Die in der Politik erneut diskutierte Abschaffung der „Rente mit 63“ stößt in der Bevölkerung weiterhin auf breite Ablehnung. Auch ein Vorschlag, Zahnarztleistungen aus dem Leistungskatalog der gesetzlichen Krankenversicherung zu streichen, findet laut einer aktuellen Forsa-Umfrage für RTL und ntv so gut wie keine Unterstützung. Beide Reformideen bleiben damit gesellschaftlich klar in der Minderheit.
„Rente mit 63“ bleibt mehrheitlich gewünscht
Die zuletzt wieder verstärkt diskutierte Forderung nach einer Abschaffung der sogenannten „Rente mit 63“ findet laut Forsa-Umfrage nur bei einer Minderheit Zustimmung.

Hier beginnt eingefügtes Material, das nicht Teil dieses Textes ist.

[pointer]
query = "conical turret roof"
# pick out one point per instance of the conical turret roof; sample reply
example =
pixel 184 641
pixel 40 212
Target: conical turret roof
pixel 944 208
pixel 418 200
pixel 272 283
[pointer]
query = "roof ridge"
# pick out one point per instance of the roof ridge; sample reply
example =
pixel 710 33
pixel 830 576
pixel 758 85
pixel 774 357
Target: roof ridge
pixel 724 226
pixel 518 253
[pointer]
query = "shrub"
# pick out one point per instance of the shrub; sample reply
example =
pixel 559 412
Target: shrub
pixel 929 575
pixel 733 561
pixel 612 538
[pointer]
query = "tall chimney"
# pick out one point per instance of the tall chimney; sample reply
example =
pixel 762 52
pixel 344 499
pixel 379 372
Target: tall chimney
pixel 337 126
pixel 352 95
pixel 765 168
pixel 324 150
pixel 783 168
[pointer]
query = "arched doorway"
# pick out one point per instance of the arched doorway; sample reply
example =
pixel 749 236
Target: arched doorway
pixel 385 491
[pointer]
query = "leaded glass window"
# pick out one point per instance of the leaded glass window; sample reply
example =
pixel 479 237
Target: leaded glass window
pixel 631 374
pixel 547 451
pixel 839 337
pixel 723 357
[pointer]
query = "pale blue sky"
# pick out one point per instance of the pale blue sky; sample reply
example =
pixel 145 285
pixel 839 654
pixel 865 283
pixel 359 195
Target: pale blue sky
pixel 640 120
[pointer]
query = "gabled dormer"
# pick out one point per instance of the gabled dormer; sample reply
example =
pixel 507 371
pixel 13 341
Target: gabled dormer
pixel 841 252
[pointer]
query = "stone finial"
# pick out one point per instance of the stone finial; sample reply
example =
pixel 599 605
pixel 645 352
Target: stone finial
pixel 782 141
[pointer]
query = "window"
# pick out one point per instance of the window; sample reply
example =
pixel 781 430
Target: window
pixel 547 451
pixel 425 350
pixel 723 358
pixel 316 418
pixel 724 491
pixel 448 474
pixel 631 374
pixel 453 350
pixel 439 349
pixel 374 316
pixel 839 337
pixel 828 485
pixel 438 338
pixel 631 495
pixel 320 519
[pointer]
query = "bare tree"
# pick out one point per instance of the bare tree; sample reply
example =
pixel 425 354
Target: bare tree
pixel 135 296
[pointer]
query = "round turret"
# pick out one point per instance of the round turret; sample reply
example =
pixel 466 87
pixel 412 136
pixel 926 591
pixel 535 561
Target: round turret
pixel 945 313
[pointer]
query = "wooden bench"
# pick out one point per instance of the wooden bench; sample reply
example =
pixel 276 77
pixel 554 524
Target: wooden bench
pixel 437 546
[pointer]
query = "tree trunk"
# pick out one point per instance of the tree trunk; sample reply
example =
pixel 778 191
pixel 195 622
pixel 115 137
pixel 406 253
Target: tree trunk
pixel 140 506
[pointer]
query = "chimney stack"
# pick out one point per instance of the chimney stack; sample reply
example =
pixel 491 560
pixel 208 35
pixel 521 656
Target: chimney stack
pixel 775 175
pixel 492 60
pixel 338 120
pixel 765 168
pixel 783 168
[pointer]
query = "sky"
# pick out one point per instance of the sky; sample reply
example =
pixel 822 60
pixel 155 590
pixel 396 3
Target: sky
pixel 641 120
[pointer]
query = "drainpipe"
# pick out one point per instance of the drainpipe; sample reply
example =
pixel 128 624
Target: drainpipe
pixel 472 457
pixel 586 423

In der Erhebung für die Sender RTL und ntv gaben lediglich 18 Prozent der Befragten an, es richtig zu finden, die Möglichkeit abzuschaffen, nach 45 Versicherungsjahren vorzeitig und ohne Abschläge in Rente zu gehen, wie Forsa mitteilte. Eine deutliche Mehrheit von 78 Prozent spricht sich gegen eine Abschaffung aus. Damit hat sich die Haltung der Bevölkerung im Vergleich zur letzten Forsa-Erhebung im Mai 2024 kaum verändert (17 Prozent dafür, 81 Prozent dagegen).
Sowohl in Ost- als auch in Westdeutschland überwiegt die Ablehnung deutlich. In den neuen Bundesländern sprechen sich 79 Prozent gegen eine Abschaffung aus, in den alten Bundesländern sind es 78 Prozent. Unter Erwerbstätigen lehnen 82 Prozent eine Abkehr vom Modell der „Rente mit 63“ ab, unter Rentnern sind es 72 Prozent.
Kaum Zustimmung in den Anhängerschaften der Parteien
Auch in den Anhängerschaften aller Parteien überwiegt laut Forsa die Ablehnung einer Abschaffung der „Rente mit 63“. Besonders deutlich fällt sie bei Wählern der Linken (85 Prozent) und der AfD (84 Prozent) aus. Selbst unter Anhängern der CDU/CSU sprechen sich 69 Prozent gegen eine Abschaffung aus, während 27 Prozent diese befürworten.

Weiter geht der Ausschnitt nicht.